Fark edileceği gibi bu yazı Kürt sorununun içeriğini; barışçı çözümün önündeki engelleri, bunları aşmanın mümkün olup olmadığını tartışmak iddiası taşımıyor. Bu yazı sadece sorunun yaşamsal önemi ve özgürce tartışamıyor olmamızın ağır sakıncalarına dikkat çekmeyi amaçlıyor.

 

Yaşanan çatışma ortamı ve propagandif söylemin yarattığı algıyla, tartışacak bir şey bulunmadığını; PKK’nın Türkiye’nin güçlenmesini istemeyen emperyalist güçlerin gönüllü bir aleti olduğunu, Barış Sürecinin akıbetinin de Kandil’in niteliğini gösterdiğini; tek yolun savaşmaktan geçtiğini düşünenlerin hayli çok olduğu görülüyor. Bu keskin karamsar kalıp da zaten ne yazık ki, tartışamıyor oluşumuzun bir bedeli. Akılla düşünmeyi, yol açmayı, hâkim yargıları sorgulamayı değil; nefret ve hınç duygularına teslim olmayı seçen bir ruh haline işaret ediyor.

 

            Kuşkusuz böyle düşünenler ve ebedi bir savaş önerenler hep olacaktır.
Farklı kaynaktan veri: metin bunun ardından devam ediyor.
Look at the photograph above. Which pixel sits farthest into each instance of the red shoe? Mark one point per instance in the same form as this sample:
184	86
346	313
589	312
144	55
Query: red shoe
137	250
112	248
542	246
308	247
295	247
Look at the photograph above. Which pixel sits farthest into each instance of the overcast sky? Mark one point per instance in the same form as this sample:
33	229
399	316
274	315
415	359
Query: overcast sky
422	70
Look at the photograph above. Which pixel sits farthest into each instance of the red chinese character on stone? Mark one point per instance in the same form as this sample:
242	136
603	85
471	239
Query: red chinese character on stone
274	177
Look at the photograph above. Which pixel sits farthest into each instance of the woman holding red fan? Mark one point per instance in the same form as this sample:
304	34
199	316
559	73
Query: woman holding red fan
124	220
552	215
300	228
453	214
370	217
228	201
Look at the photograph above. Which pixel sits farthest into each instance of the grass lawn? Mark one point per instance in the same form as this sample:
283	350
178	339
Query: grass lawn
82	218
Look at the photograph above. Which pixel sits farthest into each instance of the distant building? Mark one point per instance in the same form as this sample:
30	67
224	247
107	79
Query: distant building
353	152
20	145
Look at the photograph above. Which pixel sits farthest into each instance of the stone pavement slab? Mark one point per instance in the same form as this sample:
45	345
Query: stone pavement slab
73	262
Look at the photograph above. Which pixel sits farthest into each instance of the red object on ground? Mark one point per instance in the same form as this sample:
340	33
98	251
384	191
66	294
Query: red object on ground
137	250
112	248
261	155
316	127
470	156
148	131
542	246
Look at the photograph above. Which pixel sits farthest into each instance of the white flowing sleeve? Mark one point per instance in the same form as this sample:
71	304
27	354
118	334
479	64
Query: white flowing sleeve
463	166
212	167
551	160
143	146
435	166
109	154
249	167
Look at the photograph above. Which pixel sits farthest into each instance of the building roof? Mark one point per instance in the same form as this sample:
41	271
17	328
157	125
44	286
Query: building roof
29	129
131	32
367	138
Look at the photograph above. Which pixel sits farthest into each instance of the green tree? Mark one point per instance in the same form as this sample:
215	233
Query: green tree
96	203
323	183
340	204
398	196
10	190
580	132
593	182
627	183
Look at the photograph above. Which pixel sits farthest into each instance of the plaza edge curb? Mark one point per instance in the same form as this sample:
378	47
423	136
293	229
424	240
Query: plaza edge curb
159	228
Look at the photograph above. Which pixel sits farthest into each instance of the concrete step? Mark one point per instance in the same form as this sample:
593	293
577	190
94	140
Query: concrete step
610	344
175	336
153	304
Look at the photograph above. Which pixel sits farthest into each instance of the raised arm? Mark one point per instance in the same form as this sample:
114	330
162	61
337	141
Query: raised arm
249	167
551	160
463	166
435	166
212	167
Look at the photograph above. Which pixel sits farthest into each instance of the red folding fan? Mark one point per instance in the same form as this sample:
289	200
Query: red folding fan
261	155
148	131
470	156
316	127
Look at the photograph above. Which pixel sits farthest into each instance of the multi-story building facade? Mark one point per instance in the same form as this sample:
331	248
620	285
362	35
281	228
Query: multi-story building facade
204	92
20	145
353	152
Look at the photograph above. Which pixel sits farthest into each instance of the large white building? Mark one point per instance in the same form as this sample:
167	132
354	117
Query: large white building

            Ancak farklı düşünenler de konuşabilmeli, tartışabilmelidir.

            Hainlikle suçlanmadan, linç edilmeden, ceza evlerine gönderilmeden.

            İnsanı insan yapan; düşünmek ve düşündüğünü konuşabilmektir…

            Medeniyeti bu hasletimize borçluyuz. Vurup kırıp yıkma gücümüze değil.